Aynı zamanda Avrupa Merkez Bankası (ECB) Yönetim Konseyi üyesi de olan Weidmann, Frankfurt’ta Bundesbank tarafından düzenlenen “Merkez Bankacılığında Sınırlar – Geçmiş, Bugün ve Gelecek” konulu bir konferansta konuştu.
Merkez bankaların kriz dönemleri
Weidmann, konuşmasında alışılmadık para politikalarının faydalarına ve sınırlarına, merkez bankalarının kriz dönemlerinde oynadığı role ve yeni teknolojilerin merkez bankalarını gelecekte nasıl şekillendireceğine değindi.
Merkez bankalarının, büyük miktarda ülke tahvilleri satın alarak, uzun vadeli faiz oranlarını aşağı çekebilecek durumda olduğunu belirten Weidmann, bunun ek para politikası teşviki sağlayacağını ancak muhtemelen bir devleti en büyük kreditör yapacağını dile getirdi.
Devlet tahvil alımlarının para ve maliye politikası arasındaki tüm önemli sınırları bulanıklaştırdığına dikkati çeken Weidmann, “Günün sonunda bu durum, Eurosystem’e çok genişlemeci para politikasını uygun olandan daha uzun süre devam ettirmesi için politik baskı uygulanmasına yol açabilir.” değerlendirmesinde bulundu.
Weidmann ayrıca varlık alımları bağlamında, para politikasındaki değişikliklerin, hükümetlerin finansman maliyetlerini faiz oranlarının hareketlerine kıyasla daha doğrudan etkilediğini belirterek, “Ve bunlar sermaye piyasalarının hükümet maliyesine disiplin etkisi göz önüne alındığında doğal olarak da daha sorunludurlar. Farklı ülkeler arasındaki risk farklılaşması önemli ölçüde azaldığı için, bu özellikle Euro Bölgesi için bir risk oluşturmaktadır.” diye konuştu.
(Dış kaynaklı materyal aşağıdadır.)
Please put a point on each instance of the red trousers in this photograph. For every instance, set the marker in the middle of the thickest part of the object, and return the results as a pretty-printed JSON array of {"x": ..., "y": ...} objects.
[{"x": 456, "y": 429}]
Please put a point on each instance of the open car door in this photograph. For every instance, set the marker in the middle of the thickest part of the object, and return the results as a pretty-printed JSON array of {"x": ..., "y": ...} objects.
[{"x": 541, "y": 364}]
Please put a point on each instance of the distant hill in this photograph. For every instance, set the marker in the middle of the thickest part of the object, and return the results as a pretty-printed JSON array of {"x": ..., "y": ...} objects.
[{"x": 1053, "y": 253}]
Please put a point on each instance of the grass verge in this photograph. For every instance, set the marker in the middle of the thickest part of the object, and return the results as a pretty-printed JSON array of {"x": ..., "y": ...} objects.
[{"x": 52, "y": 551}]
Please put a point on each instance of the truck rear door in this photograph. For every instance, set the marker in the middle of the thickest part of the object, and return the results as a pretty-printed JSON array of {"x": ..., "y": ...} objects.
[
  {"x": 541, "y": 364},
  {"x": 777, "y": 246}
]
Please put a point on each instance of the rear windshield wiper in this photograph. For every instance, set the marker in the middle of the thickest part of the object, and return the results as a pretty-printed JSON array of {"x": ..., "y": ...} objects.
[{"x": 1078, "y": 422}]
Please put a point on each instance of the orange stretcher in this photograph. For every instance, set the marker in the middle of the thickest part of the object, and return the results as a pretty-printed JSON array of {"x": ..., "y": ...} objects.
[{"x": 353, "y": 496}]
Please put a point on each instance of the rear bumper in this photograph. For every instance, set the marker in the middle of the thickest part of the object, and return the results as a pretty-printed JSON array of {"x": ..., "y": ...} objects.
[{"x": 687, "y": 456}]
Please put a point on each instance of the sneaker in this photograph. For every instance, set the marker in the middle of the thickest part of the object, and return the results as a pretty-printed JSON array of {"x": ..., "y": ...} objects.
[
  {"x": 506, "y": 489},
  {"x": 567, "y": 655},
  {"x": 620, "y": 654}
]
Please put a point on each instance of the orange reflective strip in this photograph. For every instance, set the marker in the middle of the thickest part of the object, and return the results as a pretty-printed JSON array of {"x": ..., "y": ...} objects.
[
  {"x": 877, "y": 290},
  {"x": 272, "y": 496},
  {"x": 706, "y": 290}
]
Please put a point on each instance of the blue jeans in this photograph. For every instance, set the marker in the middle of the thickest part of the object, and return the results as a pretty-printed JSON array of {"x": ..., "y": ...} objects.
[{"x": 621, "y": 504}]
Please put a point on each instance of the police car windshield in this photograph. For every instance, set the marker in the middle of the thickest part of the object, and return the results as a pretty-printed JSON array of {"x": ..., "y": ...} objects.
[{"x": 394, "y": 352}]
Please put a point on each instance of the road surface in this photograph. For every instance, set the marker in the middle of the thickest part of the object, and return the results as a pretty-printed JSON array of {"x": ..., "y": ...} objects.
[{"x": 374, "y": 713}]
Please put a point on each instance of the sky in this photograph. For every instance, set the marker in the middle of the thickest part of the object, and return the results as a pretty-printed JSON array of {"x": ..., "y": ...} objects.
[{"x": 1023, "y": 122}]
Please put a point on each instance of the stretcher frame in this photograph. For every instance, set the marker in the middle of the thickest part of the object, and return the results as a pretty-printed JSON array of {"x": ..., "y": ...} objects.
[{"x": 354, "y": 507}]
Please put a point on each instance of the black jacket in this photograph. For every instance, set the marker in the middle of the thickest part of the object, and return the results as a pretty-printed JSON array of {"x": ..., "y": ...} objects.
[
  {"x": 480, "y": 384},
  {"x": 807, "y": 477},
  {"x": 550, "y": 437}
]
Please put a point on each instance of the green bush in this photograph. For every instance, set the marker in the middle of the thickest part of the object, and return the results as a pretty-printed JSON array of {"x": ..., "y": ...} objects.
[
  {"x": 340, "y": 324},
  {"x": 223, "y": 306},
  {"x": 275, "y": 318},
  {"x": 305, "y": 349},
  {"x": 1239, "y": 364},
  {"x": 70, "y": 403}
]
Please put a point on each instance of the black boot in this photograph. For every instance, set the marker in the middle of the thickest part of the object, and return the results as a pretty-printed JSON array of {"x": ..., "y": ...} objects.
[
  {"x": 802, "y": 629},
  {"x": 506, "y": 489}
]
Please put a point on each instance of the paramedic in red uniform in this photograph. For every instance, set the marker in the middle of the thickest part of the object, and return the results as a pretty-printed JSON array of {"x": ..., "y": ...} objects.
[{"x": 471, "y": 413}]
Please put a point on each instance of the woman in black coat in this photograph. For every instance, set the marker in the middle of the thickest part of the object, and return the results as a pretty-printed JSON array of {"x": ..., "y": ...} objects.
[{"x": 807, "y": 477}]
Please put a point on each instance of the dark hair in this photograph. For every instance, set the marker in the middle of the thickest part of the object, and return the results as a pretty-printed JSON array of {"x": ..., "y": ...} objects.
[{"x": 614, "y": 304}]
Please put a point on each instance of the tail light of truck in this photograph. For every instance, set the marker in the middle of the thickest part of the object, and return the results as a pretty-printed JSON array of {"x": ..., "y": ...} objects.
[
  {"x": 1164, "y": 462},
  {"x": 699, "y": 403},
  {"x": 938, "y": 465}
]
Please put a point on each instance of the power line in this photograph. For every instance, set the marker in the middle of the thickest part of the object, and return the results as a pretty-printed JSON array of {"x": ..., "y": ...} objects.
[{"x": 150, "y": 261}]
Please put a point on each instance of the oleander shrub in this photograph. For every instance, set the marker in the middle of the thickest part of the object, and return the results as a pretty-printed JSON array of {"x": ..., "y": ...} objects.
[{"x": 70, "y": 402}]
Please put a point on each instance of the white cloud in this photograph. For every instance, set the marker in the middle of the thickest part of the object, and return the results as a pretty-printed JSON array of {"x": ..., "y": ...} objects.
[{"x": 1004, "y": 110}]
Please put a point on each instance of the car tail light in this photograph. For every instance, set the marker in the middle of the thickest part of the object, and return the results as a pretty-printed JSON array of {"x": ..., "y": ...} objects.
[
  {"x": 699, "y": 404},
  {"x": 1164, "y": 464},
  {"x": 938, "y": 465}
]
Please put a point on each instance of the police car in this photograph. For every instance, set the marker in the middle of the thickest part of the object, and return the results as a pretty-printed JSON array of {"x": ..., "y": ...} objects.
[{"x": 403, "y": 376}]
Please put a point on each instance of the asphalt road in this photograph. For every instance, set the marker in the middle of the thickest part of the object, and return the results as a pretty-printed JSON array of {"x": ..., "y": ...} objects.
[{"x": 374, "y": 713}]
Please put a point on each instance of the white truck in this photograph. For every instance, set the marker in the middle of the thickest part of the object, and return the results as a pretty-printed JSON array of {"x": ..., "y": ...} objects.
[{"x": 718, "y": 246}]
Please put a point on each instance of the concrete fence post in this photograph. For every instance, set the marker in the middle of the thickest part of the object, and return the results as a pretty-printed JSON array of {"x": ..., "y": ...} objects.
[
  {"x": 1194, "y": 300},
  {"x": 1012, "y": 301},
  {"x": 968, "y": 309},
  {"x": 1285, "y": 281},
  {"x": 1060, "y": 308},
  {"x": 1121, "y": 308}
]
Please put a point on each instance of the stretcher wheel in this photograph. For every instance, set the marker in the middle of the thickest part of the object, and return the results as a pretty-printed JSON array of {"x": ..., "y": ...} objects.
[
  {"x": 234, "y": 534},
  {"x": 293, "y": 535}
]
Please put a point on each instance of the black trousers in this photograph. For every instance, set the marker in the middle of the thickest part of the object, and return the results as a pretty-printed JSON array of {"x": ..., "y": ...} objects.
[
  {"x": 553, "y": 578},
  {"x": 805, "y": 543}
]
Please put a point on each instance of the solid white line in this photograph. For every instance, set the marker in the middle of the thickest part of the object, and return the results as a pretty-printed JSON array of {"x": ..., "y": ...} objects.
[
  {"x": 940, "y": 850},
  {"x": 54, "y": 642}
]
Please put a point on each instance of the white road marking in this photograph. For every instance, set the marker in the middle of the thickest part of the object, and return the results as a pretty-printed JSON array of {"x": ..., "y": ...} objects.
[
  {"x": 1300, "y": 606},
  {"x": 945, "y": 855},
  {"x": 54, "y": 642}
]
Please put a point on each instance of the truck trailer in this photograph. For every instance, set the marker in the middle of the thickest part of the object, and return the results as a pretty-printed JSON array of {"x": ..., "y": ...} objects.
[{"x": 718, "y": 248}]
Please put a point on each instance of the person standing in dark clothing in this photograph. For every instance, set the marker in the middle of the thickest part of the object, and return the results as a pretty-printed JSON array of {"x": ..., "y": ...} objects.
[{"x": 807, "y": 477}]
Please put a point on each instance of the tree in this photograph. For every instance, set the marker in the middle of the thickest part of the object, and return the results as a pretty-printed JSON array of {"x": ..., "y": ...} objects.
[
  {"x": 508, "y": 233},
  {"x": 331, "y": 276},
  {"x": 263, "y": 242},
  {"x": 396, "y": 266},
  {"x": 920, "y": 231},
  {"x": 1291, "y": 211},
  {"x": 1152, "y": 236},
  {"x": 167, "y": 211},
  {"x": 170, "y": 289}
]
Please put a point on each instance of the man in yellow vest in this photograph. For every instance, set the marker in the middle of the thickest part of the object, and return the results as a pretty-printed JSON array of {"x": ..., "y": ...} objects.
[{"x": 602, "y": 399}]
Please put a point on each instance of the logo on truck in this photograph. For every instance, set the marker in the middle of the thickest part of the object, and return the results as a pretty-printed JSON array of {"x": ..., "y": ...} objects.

Toplamda 2,3 trilyon avroluk varlık alım programına devam eden ECB, bölgede fiyat istikrarını sağlamayı hedefliyor. Ancak bankanın uyguladığı tedbirler arasında bulunan çok düşük faiz oranları ve parasal genişleme olarak adlandırılan varlık alım programı özellikle Alman politikacılar ve ekonomistler tarafından eleştiriliyor.